TD Auto Finance has hinted that it also will stop doing business with some of its dealerships.
Chase's nearly 11 percent cut in store count brings its total to about 14,000, the company said.
Since the recession, Chase's auto loan portfolio has undergone huge growth as U.S. light-vehicle sales have increased, said Bruce Jackson, head of retail lending for Chase Auto Finance. The financial-services giant underwrote auto loans totaling $26 billion in 2013, up 12 percent from $23.3 billion in 2012.
But auto loan growth at Chase is expected to fall to about 4 percent in 2014, about the projected rate of increase for industrywide auto sales this year, Jackson said.
Consequently, Chase wants to be more responsive to dealerships that bring the lion's share of the company's business, he said. The 1,800 dealerships being culled brought less than 5 percent of Chase's annual car loan volume, Jackson said.
Chase, he said, is aligning with dealers "to get them what they need."
Chase has sent letters to dealerships over the past several weeks informing them that the lender no longer would write loans for their car buyers. The final letters in the round of cutbacks are expected this week, the company said.
Jackson said Chase will add other dealerships that want to offer its loans to customers.
Chase is far from the only auto lender looking to reduce the number of dealerships it services.
In a conference call in December, TD Auto Finance Group head Tim Hockey said the lender could serve its more than 9,000 dealerships better if there were fewer to see. Hockey invoked the 80-20 rule, implying that a minority of stores generate a majority of the bank's business.
TD Auto Finance is the former Chrysler Financial, which was bought by TD Bank Group of Toronto and renamed in 2011. Since then, TD Auto Finance has grown rapidly.
"We expect that going forward we'll have an actual smaller number of dealers as we concentrate our efforts from a servicing point of view on those dealers that really want to partner up with us," Hockey said.
CEO Paul Clark says TD Auto Finance has started meeting with dealers to have that talk: "We're having discussions that say, 'If we're going to build this relationship, what do you need from us?'"

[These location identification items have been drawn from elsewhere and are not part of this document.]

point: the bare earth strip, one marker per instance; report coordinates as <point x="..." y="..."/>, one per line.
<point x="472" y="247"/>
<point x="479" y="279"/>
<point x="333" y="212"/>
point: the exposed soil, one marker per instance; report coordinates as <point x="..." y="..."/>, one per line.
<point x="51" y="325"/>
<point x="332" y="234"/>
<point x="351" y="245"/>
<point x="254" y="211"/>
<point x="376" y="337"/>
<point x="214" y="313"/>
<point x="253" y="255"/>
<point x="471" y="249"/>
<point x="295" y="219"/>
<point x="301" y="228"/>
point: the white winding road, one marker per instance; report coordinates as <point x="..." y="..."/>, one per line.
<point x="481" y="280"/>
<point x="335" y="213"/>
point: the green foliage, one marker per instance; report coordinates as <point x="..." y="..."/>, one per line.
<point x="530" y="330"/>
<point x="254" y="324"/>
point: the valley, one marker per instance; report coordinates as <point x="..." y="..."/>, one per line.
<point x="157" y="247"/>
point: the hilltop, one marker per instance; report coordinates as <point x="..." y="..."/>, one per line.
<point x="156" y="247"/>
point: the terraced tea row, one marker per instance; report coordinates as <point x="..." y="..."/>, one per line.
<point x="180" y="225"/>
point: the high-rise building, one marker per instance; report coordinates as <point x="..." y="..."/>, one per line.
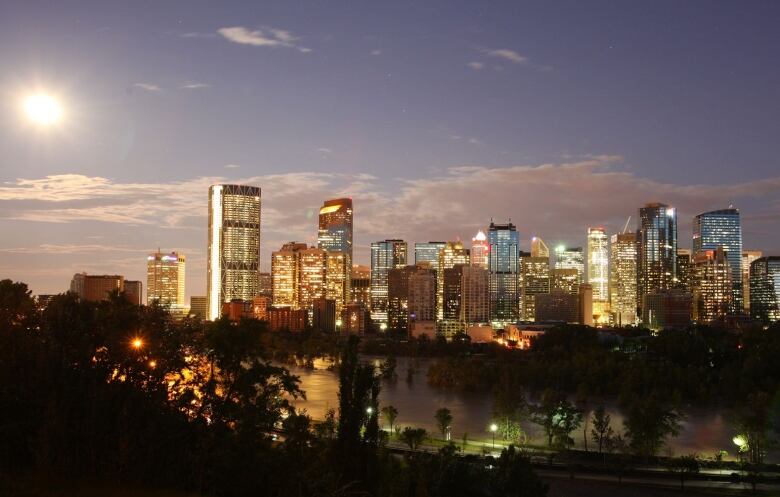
<point x="535" y="278"/>
<point x="712" y="286"/>
<point x="504" y="267"/>
<point x="684" y="269"/>
<point x="765" y="289"/>
<point x="335" y="235"/>
<point x="570" y="258"/>
<point x="656" y="251"/>
<point x="165" y="280"/>
<point x="598" y="264"/>
<point x="428" y="252"/>
<point x="285" y="275"/>
<point x="622" y="279"/>
<point x="385" y="255"/>
<point x="748" y="256"/>
<point x="722" y="228"/>
<point x="234" y="245"/>
<point x="539" y="248"/>
<point x="360" y="286"/>
<point x="452" y="254"/>
<point x="480" y="250"/>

With fewer dealers to see, Chase sales representatives can visit dealerships more often to learn about what they need, Jackson said, not only in auto loans but other financial services that Chase provides, such as floorplanning, credit cards and checking accounts.

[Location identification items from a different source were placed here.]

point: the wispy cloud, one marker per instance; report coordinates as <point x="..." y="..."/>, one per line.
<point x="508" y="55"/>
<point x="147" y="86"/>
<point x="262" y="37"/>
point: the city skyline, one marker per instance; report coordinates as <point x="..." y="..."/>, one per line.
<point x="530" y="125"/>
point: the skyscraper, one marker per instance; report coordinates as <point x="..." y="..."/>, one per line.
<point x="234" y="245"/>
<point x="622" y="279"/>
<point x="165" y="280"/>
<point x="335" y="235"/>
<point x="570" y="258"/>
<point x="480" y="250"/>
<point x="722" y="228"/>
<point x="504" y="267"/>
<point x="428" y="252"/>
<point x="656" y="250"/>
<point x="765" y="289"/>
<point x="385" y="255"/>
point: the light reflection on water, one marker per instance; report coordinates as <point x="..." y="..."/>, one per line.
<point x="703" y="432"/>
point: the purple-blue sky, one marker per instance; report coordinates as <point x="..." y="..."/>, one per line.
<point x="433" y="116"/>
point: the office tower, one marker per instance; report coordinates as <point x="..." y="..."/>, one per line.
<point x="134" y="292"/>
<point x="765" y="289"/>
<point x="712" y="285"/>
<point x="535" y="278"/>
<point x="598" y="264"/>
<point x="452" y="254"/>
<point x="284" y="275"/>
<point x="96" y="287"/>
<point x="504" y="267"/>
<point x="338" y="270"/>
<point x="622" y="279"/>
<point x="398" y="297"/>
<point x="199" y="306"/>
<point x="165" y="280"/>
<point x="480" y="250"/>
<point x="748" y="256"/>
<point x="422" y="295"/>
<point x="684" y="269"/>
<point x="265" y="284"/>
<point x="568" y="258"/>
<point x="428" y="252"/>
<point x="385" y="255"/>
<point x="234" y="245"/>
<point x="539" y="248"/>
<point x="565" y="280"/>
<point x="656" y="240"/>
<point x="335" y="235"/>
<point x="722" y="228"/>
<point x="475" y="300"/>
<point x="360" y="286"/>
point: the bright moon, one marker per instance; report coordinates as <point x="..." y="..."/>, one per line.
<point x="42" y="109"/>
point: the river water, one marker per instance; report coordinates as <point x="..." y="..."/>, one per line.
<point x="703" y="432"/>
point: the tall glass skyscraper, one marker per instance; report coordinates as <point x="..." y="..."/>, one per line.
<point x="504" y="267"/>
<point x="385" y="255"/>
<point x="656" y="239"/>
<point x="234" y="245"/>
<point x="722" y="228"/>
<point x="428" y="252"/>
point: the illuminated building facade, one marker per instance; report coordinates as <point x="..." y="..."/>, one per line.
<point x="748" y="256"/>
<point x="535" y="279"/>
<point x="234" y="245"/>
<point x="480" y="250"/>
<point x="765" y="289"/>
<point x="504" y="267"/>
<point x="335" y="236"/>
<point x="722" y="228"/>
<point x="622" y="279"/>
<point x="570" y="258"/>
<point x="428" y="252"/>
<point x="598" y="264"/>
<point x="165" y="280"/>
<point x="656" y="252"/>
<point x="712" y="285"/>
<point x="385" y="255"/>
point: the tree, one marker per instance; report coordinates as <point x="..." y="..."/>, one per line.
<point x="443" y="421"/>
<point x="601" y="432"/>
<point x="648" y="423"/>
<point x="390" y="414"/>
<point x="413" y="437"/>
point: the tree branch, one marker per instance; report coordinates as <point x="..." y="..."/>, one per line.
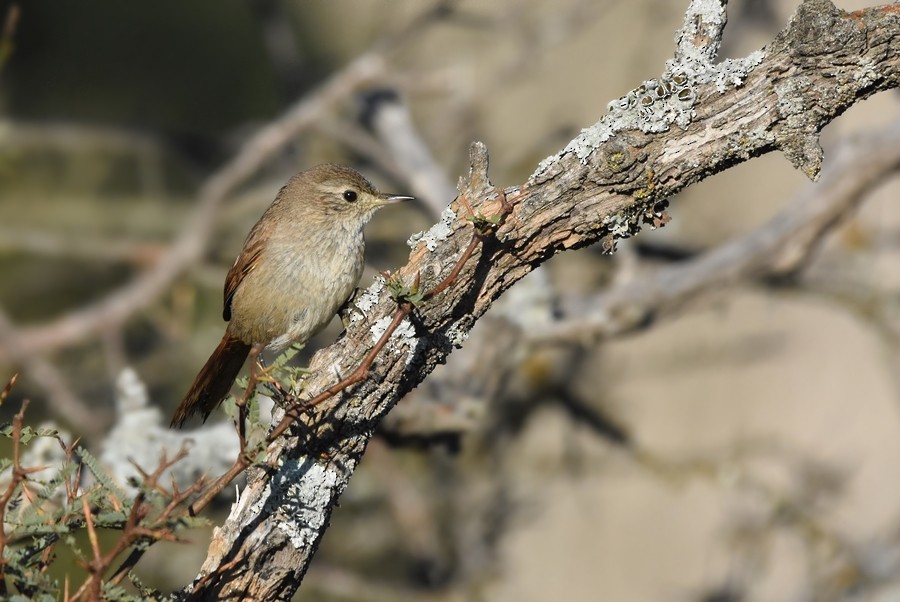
<point x="697" y="119"/>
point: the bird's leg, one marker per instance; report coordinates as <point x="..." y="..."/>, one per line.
<point x="256" y="360"/>
<point x="347" y="307"/>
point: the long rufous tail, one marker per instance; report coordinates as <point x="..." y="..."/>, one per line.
<point x="214" y="381"/>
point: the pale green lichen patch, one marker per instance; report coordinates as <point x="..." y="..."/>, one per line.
<point x="438" y="232"/>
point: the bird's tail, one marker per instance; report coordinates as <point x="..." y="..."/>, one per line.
<point x="214" y="381"/>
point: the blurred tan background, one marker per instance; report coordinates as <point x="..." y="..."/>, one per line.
<point x="763" y="435"/>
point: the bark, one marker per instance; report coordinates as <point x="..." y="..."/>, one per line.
<point x="613" y="179"/>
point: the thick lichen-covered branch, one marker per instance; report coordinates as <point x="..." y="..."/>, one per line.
<point x="698" y="119"/>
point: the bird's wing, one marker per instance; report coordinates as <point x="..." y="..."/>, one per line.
<point x="243" y="265"/>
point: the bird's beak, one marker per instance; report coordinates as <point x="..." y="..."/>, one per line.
<point x="390" y="199"/>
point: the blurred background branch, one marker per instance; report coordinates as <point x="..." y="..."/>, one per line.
<point x="709" y="413"/>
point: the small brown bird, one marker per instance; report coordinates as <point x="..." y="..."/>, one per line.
<point x="299" y="265"/>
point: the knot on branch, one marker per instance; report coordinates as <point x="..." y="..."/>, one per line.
<point x="476" y="183"/>
<point x="818" y="28"/>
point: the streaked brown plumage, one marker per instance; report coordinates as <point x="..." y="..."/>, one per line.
<point x="300" y="263"/>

Ultimately, Chase wants to provide auto loan approvals as quickly as possible when a dealership asks without diminishing its underwriting standards, a Chase spokeswoman said.

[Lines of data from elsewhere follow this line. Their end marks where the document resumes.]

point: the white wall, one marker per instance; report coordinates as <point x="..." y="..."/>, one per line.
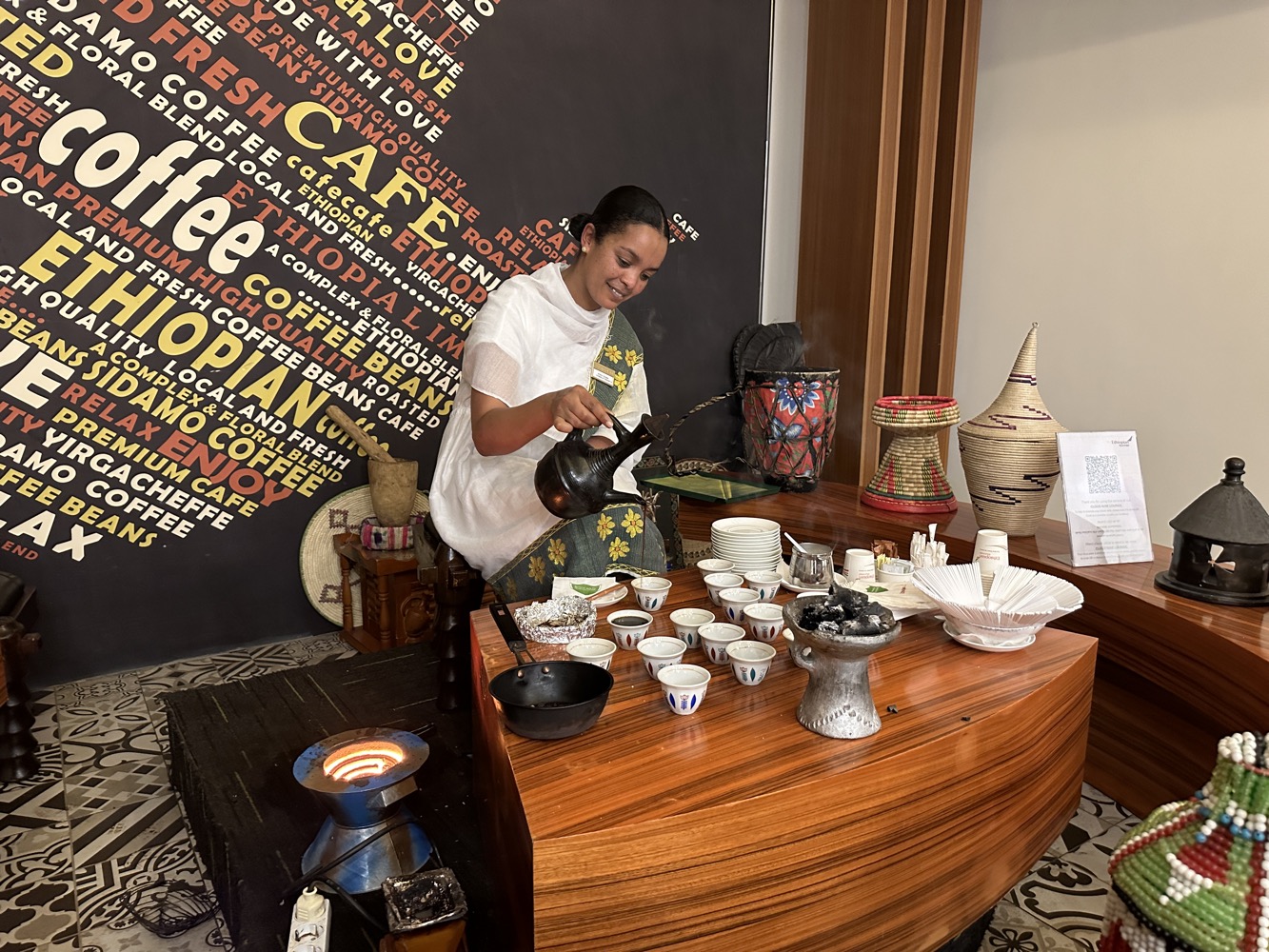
<point x="1120" y="196"/>
<point x="784" y="160"/>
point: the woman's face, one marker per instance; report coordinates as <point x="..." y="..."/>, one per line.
<point x="618" y="268"/>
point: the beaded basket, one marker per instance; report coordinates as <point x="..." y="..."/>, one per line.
<point x="1195" y="875"/>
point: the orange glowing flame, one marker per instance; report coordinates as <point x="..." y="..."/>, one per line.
<point x="367" y="758"/>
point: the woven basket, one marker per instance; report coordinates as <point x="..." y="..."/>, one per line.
<point x="1195" y="875"/>
<point x="1009" y="452"/>
<point x="910" y="478"/>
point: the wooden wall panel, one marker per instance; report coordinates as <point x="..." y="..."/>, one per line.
<point x="888" y="124"/>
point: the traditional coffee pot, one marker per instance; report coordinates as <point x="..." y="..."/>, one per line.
<point x="575" y="479"/>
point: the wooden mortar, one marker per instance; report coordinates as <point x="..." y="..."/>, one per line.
<point x="393" y="483"/>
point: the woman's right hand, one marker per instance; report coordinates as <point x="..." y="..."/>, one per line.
<point x="576" y="407"/>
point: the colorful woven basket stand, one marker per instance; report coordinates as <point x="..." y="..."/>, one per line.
<point x="1193" y="876"/>
<point x="910" y="478"/>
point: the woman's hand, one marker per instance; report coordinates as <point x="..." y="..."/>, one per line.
<point x="499" y="429"/>
<point x="576" y="407"/>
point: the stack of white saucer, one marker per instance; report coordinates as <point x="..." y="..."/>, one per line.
<point x="749" y="544"/>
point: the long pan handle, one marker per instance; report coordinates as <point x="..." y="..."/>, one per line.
<point x="510" y="632"/>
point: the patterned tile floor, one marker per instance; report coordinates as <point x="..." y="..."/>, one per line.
<point x="100" y="819"/>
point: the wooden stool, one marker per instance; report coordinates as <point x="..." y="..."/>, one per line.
<point x="396" y="607"/>
<point x="458" y="590"/>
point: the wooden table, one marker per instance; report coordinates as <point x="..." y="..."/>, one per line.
<point x="738" y="828"/>
<point x="1174" y="676"/>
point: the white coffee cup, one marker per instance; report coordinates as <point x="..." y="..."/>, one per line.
<point x="991" y="554"/>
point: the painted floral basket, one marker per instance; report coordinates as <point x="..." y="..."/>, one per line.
<point x="789" y="417"/>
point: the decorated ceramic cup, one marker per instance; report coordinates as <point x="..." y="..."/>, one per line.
<point x="660" y="653"/>
<point x="651" y="592"/>
<point x="628" y="627"/>
<point x="750" y="661"/>
<point x="684" y="687"/>
<point x="688" y="621"/>
<point x="716" y="636"/>
<point x="764" y="620"/>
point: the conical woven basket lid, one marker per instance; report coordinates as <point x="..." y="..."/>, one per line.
<point x="1227" y="512"/>
<point x="1018" y="413"/>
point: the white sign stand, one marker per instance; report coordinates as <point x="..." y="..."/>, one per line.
<point x="1105" y="499"/>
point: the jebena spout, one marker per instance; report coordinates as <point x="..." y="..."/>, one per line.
<point x="575" y="479"/>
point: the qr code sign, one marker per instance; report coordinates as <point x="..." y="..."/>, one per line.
<point x="1103" y="472"/>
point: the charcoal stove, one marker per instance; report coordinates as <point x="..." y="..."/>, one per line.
<point x="362" y="776"/>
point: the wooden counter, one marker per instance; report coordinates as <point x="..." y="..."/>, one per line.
<point x="738" y="828"/>
<point x="1174" y="676"/>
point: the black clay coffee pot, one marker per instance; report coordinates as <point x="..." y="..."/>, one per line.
<point x="575" y="479"/>
<point x="1221" y="546"/>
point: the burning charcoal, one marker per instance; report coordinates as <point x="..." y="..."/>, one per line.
<point x="845" y="612"/>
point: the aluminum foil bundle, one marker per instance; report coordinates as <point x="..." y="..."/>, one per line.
<point x="557" y="620"/>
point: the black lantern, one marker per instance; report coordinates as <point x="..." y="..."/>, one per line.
<point x="1221" y="546"/>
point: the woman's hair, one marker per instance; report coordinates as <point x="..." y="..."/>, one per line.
<point x="625" y="205"/>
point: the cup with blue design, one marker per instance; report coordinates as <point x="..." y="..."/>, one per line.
<point x="683" y="685"/>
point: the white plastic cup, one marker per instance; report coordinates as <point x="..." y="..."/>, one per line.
<point x="717" y="582"/>
<point x="991" y="554"/>
<point x="734" y="602"/>
<point x="651" y="592"/>
<point x="764" y="620"/>
<point x="860" y="565"/>
<point x="660" y="651"/>
<point x="686" y="624"/>
<point x="597" y="651"/>
<point x="715" y="639"/>
<point x="750" y="661"/>
<point x="764" y="583"/>
<point x="684" y="687"/>
<point x="628" y="627"/>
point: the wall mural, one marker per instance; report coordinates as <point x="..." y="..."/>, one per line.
<point x="221" y="216"/>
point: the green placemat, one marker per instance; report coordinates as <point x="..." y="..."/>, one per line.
<point x="709" y="486"/>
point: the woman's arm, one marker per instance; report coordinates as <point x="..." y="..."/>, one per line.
<point x="499" y="429"/>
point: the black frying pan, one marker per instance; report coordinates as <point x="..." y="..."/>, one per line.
<point x="545" y="700"/>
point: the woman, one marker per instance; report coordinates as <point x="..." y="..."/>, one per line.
<point x="548" y="353"/>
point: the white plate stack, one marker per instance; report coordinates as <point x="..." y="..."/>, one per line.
<point x="746" y="543"/>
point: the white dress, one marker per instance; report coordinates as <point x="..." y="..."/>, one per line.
<point x="529" y="338"/>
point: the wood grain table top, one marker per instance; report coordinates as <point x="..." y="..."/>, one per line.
<point x="643" y="764"/>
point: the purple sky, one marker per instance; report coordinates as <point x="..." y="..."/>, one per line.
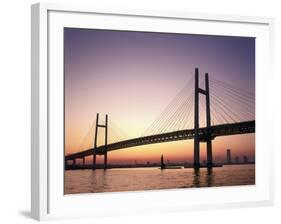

Chris Murray, general manager of Team Chevrolet Inc. in Olean, N.Y., southeast of Buffalo, said Chase discontinued his access to customer auto loans in mid-December.
He said Chase had financed just two of his store's loans in the past six months.
A local bank and credit union repeatedly beat Chase's rates, he said.
Team Chevrolet sells about 40 new vehicles a month, he said. Of those, 80 percent are financed.
Murray said when the store asked Chase to finance a car, the lender increasingly asked for proof of income and other documentation for buyers with credit scores of more than 800.
He said he wouldn't insult his customers for that information so he didn't bring the Chase rates to them.
He said: "These were customers not used to being asked those questions."
Jim Henry contributed to this report.